I hoped that Song Kang Ho, who plays the Kim patriarch in Parasite, a performance that oscillated between barefaced longing and unfathomable despair, would be nominated in the Supporting Actor category. He was not. I kept my fingers crossed that Cho Yeo Jeong, whose turn as the glossy-haired, ever-so-ditzy Kim matriarch was a work of finely-tuned comedic art, would be nominated as Best Supporting Actress. She was not. 

I hoped that Park So Dam, whose Jessica jingle from the film has been doing the rounds of the internet for the better part of last year, would be nominated. She was not. All of these performances were not only worthy of nominations, but demanding of them: Parasite is, quite simply, one of the best-acted movies of the year.

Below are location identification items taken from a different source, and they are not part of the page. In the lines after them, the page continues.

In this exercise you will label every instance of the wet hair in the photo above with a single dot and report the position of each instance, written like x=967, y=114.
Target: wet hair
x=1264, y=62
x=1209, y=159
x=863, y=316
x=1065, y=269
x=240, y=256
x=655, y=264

“It’s boring to talk about, but it must be said that there’s a persistent prejudice against Asian actors within Hollywood,” Vulture’s E Alex Jung wrote when the Oscar nominations were announced and not a single Asian actor was nominated. Again.

“It’s why studio executives say they can’t green-light a film with an Asian lead, and why an Asian actor has never been nominated in Best Actor or Best Actress… There’s an old prejudice at work here that sees Asian people as technical workers – hence the praise for Bong Joon Ho – and refused to see us as fully human.” 

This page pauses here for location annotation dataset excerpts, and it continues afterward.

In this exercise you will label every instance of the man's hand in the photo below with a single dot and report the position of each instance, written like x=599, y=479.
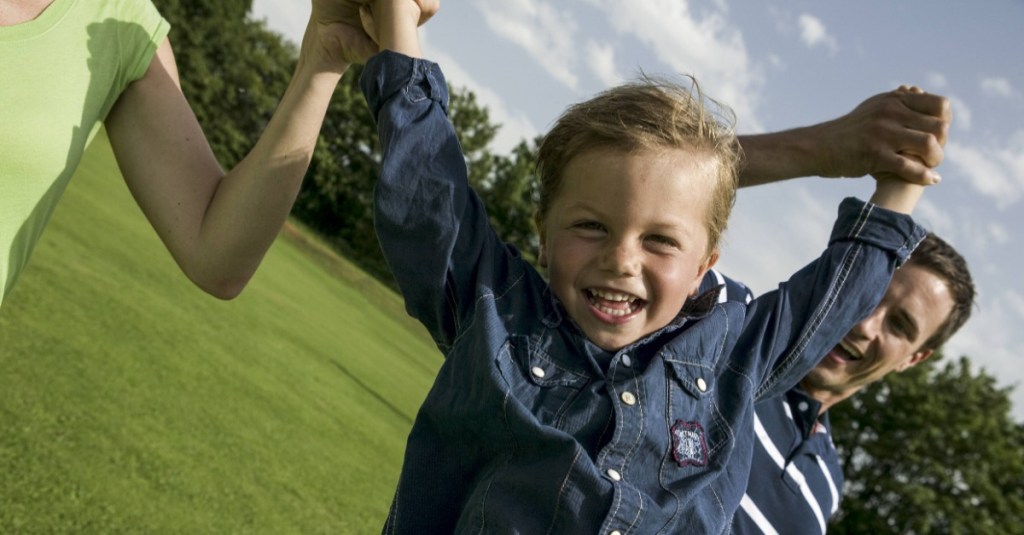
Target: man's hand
x=898, y=134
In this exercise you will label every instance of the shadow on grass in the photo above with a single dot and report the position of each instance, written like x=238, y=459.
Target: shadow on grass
x=373, y=393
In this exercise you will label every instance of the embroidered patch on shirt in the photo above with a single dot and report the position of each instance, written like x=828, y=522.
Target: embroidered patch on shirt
x=688, y=445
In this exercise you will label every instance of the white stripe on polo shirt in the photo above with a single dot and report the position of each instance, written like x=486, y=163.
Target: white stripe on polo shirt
x=792, y=469
x=832, y=484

The Farewell review: an overwhelmingly honest look at family, love and grief

Credit: A24

Justin Chang, writing for Los Angeles Times, added: “Some might argue that the seamlessness and coherence of the Parasite ensemble may actually have worked against it, keeping any single actor from standing out. To me, that argument is not just false on its face but ugly in its insinuations: It comes close to perpetuating a hoary canard about Asian actors and Asian people in general, which is that they’re indistinguishable and interchangeable.”

Tonight’s SAG Awards, voted on and awarded by the members of the acting union, is a crucial piece of recognition that Asian actors are not indistinguishable and interchangeable. That they are not invisible. That when we see Asian actors in films, we are really seeing them.

Asian representation in Hollywood has slowly, but surely, increased ever since the release of Crazy Rich Asians in 2018. But the complete shut out of Asian actors at the 2020 Oscars proves that there is still a long way to go. By recognising the cast of Parasite, the SAGs recognised the vast and unique talent of its Korean acting cast when no other awards show would. It was an important step in the right direction, one that will hopefully usher in a new era, one that celebrates and applauds the work of Asian actors in Hollywood. 

Watch the video of their acceptance speech; play close attention to their heart-swelling and inspiring whoops and cheers. The cast of Parasite could not have been happier – or more deserving – to be up there receiving their SAG Award.